Winckler was born in 1908 in Bloomfield, NJ. During his 70-year career in theatre and television, he was a puppeteer, actor, writer, set designer, lighting and technical director, film editor, stage and unit manager, director, producer, and educator. Based on his work creating innovative lighting special effects for the Billy Rose Aquacades, including the edition at 1939 World’s Fair in New York, Carlton was asked by the US Navy during World WAR II to develop black light nighttime landing devices for aircraft carriers.
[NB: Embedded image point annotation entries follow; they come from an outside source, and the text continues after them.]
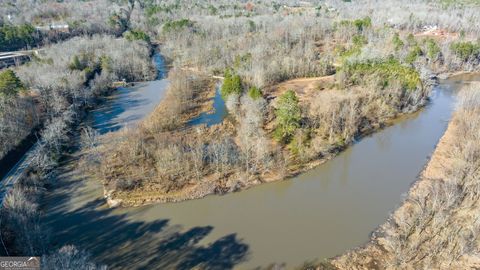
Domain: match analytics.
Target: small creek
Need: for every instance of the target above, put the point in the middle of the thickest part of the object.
(316, 215)
(212, 117)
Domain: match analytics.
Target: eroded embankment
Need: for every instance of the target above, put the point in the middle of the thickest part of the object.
(437, 225)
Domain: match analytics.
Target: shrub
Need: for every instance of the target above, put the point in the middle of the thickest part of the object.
(254, 93)
(387, 70)
(172, 26)
(288, 115)
(16, 37)
(433, 50)
(466, 50)
(132, 35)
(397, 42)
(10, 84)
(413, 54)
(232, 84)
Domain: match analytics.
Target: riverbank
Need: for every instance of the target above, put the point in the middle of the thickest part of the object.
(250, 229)
(435, 226)
(232, 179)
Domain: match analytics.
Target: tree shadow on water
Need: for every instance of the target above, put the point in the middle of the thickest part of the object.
(114, 239)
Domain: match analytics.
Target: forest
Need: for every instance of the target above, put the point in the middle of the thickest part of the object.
(301, 82)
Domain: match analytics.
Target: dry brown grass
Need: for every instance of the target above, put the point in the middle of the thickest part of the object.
(437, 226)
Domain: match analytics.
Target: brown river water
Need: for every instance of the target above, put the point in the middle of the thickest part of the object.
(319, 214)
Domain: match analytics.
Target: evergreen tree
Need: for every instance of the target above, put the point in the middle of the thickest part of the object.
(288, 115)
(10, 84)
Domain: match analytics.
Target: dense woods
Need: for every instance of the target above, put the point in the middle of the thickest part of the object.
(436, 226)
(366, 63)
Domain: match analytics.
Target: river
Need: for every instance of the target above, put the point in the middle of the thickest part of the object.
(316, 215)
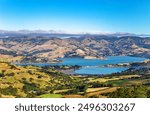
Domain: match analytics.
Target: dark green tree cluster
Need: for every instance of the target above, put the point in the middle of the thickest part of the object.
(137, 91)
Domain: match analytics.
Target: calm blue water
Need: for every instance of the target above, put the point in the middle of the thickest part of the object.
(93, 66)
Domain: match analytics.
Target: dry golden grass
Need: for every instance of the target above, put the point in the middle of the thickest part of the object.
(95, 89)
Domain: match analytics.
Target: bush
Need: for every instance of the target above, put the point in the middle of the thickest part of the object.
(9, 91)
(131, 92)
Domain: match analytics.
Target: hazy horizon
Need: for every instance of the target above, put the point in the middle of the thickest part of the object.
(74, 16)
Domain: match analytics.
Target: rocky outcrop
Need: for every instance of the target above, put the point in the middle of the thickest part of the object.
(84, 46)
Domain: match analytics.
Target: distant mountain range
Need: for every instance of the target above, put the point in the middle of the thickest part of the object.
(43, 32)
(84, 45)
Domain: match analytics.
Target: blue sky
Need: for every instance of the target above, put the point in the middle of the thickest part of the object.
(131, 16)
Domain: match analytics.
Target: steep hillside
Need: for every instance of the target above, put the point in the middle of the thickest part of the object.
(87, 45)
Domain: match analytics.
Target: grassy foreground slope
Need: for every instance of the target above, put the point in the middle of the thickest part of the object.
(32, 82)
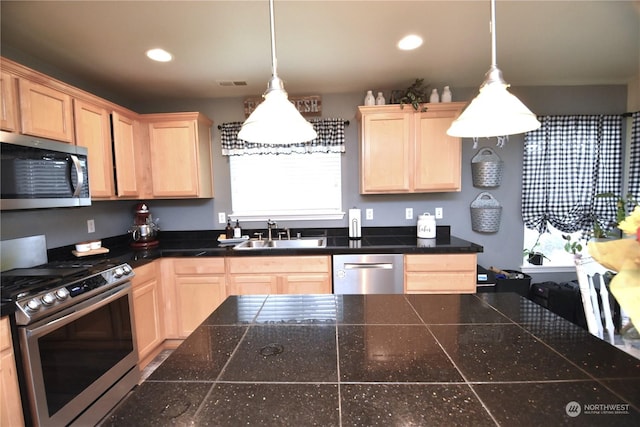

He directed the first televised symphony orchestra performance, the first ship-to-shore broadcast, and the first televised two-hour dramatic program.

Throughout his career, his expertise was sought out by the likes of producers Flo Ziegfeld and John Murray Andesron, and Walt Disney, as well as the television networks of France, Britain, Germany, and Israel. In addition to being CBS’ first lighting designer, he helped the industry as it transitioned to color broadcasting. He invented the scoop and was the first person to use backlight, light modeling, and projection on television. He was director of CBS’ studio operations when the Beatles first appeared on US television, on The Ed Sullivan Show. Later, working with the lighting firm Imero Fiorentino Associates, Winckler lectured on lighting and television at more than 300 universities in 27 countries.

He is survived by his wife of 31 years, Charlotte M. Wincker, and a daughter, Sari Bitticks, of Auburn, MA.